Today is the official launch of the Wolfram Alpha. It's a search tool based entirely on Mathematica, the software developed by Stephen Wolfram and colleagues over the past 30 years.
"Our goal is to accept completely free-form input, and to serve as a knowledge engine that generates powerful results and presents them with maximum clarity."
In reality, this search tool aims to answer any systemic query or really any objective question, even if it hasn't been asked before. It does this with a large repertoire of algorithms and natural language tools as well as numerous modeling technologies.

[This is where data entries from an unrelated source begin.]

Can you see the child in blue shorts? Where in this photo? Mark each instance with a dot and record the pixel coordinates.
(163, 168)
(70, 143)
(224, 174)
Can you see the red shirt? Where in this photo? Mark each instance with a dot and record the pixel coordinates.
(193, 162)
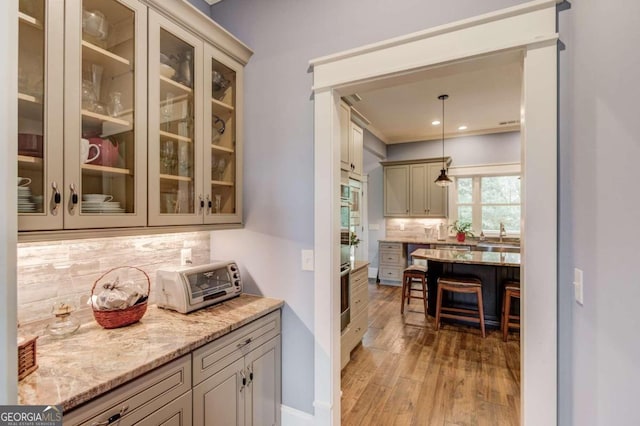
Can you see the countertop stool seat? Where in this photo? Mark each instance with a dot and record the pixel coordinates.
(412, 275)
(511, 290)
(460, 284)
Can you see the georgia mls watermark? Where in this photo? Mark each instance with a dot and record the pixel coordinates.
(30, 415)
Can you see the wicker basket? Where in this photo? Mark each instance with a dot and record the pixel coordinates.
(27, 357)
(120, 317)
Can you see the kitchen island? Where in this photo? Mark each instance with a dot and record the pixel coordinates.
(492, 268)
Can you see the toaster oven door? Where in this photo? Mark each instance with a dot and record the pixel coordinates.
(208, 285)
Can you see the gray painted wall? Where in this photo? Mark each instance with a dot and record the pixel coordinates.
(599, 210)
(279, 173)
(464, 151)
(202, 6)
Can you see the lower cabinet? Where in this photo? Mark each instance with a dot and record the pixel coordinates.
(359, 304)
(392, 262)
(237, 378)
(234, 380)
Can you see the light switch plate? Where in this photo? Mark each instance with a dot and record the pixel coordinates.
(307, 260)
(578, 286)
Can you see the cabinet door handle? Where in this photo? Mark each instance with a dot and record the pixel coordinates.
(245, 343)
(56, 198)
(244, 380)
(113, 418)
(73, 200)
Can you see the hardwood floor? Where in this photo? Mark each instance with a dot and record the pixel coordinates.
(406, 373)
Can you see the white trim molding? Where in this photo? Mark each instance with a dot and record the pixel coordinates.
(529, 28)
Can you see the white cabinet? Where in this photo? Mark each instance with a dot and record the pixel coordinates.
(427, 198)
(194, 136)
(162, 396)
(351, 140)
(396, 190)
(392, 262)
(88, 170)
(238, 377)
(129, 115)
(410, 189)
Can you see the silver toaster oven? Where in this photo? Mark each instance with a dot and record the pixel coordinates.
(187, 288)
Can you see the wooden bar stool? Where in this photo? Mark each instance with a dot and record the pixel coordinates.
(511, 290)
(410, 275)
(460, 284)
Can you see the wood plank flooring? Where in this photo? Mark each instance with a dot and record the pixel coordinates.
(406, 373)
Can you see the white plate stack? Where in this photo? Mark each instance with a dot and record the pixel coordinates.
(25, 205)
(100, 203)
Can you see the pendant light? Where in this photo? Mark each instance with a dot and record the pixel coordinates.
(443, 179)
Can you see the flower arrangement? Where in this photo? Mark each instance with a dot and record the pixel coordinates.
(353, 239)
(462, 229)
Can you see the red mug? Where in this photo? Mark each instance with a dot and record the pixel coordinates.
(109, 153)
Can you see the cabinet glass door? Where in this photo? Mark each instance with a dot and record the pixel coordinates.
(106, 75)
(221, 133)
(39, 127)
(175, 195)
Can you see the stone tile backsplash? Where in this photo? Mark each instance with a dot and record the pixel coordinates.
(51, 272)
(413, 228)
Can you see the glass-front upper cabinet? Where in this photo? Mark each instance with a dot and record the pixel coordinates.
(40, 26)
(175, 124)
(222, 152)
(105, 114)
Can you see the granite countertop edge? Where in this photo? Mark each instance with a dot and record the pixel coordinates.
(51, 380)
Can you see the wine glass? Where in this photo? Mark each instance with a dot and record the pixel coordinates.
(167, 110)
(222, 163)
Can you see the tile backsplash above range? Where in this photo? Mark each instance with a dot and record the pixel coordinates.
(64, 271)
(413, 228)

This tool is incredibly powerful. And it's pretty well done. And remember, it's still in its infancy. I have high hopes for this... though I'm still puzzled as to who will be the main benefactors. It's not really a Google type search tool for the masses. It seems to be more of a research assistant. So surely it's going to benefit scientists, mathematicians, researchers, et al. You're not going to find hotels on Maui or airline flights. But you can find computations for complex math.
I just typed in derivative of 9345x^2 2x - and it returned the answer, along with graphs. Pretty f'in impressive.
Check it: "As of now, Wolfram|Alpha contains 10+ trillion of pieces of data, 50,000+ types of algorithms and models, and linguistic capabilities for 1000+ domains. Built with Mathematica—which is itself the result of more than 20 years of development at Wolfram Research—Wolfram|Alpha's core code base now exceeds 5 million lines of symbolic Mathematica code. Running on supercomputer-class compute clusters, Wolfram|Alpha makes extensive use of the latest generation of web and parallel computing technologies, including webMathematica and gridMathematica.
Wolfram|Alpha's knowledge base and capabilities already span a great many domains, and its underlying framework has the power and flexibility to support ready extension to essentially any domain that is based on systematic knowledge."